Abstract

Focal therapy offers a targeted, minimally invasive and function-preserving approach to treating prostate cancer. Although the majority of prostate cancer remains multifocal, disease progression is often driven by one dominant lesion, with most satellite lesions constituting indolent, low-grade cancer. In this vein, focal therapy can potentially extend the pool of active surveillance candidates in situations in which clinically significant cancer foci are focally targeted and eradicated, and residual clinically insignificant cancer can be monitored. Because of the constant evolution in technology, there is an expanding number of ablative energy sources (e.g., cryotherapy, high-intensity focused ultrasonography [HIFU], irreversible electroporation [IRE], laser therapy, vascular-targeted photodynamic [VTP] therapy, and brachytherapy) and multiple guidance systems (e.g., ultrasonography, multiparametric magnetic resonance imaging-ultrasound [mpMRI-US] fusion, in-bore magnetic resonance imaging [MRI]) available. Selection of technique depends on lesion location, operator expertise, and equipment availability. Patient selection and meticulous post-treatment monitoring are the tenets of a successful focal therapy strategy.

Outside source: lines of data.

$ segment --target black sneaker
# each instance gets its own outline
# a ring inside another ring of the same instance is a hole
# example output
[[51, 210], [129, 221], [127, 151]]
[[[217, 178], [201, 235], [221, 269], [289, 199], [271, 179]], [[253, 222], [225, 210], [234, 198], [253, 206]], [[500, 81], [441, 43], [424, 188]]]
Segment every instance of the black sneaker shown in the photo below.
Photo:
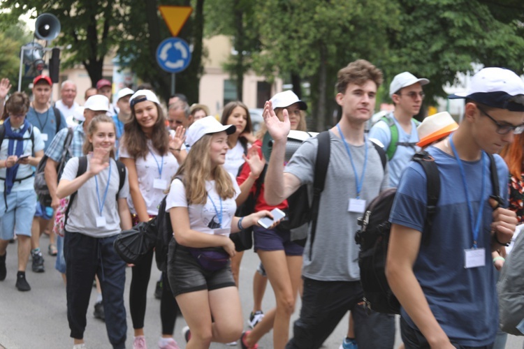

Accurate mpMRI interpretation and effective targeted biopsy to identify offending foci and subsequent image-guided therapy require a multidisciplinary team of prostate cancer specialists. Although short-term data regarding focal therapy are promising, until long-term outcomes become available, this approach remains under investigation, and urologists should not hesitate to “convert” a patient to whole-gland treatment if the need arises. Adjuvant therapies under research appear to be promising and may further refine the outcomes of focal prostate therapy.